Burna also topped the Apple Music list of Most Streamed Songs in Sub-Saharan Africa in 2019 while dominating with five of his songs, all from ‘African Giant’. Burna was also active on the festival circuit, performing at the Coachella Valley Music and Arts Festival in April alongside big names like Solange, Kid Cudi and Billie Elish. His ‘African Giant tour’ and later the ‘African Giant Returns tour’ that saw him stop in the U.S., Canada, Belgium, the Netherlands and the U.K. were also successful. His sold-out show at the 12,500 capacity Wembley Arena, London, was a great outing that trended both online and offline.
He has also been sampled and featured by some of the world’s biggest artists including Fall Out Boys, Joria Smith and Beyonce, further earning respect for African music.
Earlier in 2019 when he griped on social media about his name being “so small” on the Coachella poster, many slated him for a perceived arrogance.

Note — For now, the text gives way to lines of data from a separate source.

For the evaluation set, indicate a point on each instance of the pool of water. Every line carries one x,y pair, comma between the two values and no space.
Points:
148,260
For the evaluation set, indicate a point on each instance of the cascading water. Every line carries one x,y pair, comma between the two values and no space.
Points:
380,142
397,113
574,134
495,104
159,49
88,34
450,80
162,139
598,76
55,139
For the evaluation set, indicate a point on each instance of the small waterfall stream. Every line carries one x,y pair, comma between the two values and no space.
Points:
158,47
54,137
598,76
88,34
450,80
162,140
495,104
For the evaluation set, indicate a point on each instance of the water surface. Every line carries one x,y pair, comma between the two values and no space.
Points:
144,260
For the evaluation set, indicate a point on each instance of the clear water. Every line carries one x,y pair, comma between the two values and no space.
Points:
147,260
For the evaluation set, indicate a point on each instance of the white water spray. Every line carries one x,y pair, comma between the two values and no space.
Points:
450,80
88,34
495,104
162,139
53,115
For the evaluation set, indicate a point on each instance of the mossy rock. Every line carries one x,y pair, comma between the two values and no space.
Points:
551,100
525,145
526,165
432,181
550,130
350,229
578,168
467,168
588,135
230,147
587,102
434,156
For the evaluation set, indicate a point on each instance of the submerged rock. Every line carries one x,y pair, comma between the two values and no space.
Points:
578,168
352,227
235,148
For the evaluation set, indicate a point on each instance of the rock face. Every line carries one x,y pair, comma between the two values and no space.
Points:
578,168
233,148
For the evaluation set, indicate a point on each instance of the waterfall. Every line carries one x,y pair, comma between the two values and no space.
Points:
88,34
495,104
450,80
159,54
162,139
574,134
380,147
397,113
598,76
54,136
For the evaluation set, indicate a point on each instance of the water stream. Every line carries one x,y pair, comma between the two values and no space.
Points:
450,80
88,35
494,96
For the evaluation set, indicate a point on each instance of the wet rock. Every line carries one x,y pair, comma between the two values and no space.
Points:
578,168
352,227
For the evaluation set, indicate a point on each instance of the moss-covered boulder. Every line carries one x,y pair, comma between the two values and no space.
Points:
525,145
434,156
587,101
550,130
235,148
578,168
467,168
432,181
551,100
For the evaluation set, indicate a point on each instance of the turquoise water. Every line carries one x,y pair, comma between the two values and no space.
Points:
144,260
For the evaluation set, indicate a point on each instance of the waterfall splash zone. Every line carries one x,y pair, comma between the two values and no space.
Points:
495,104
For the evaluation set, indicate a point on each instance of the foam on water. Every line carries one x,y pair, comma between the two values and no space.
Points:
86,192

But it was only a belief in his abilities. By the end of the Year, it was evident that this was a consistent, focussed and smart artist who knew where he was going with his ‘Afro-fusion’ comprising Afrobeat, dancehall, pop and reggae.
Another evidence of his focus was how he swiftly moved on from the controversy generated from his comments on the attacks on Nigerians and other Blacks in South Africa. He had vowed never to return to the country but made a U-turn in November and announced that he would be at ‘Africa Unite’ concert. Some South Africans were incensed by this and even threatened violence, according to organisers who cancelled the concert.
At 28, Burna Boy has become one of Africa’s most talked-about stars. He’s simultaneously entertaining and speaking truth to power with his music in Nigeria and across the continent while forging global friendships with collaborations. Whether or not he walks home with the Grammys on January 26, he has become a force of nature.
For a remarkable come-back career; for his impressive ‘African Giant album and for earning respect for African music globally, Burna Boy is TCN’s Culture Icon of the Year.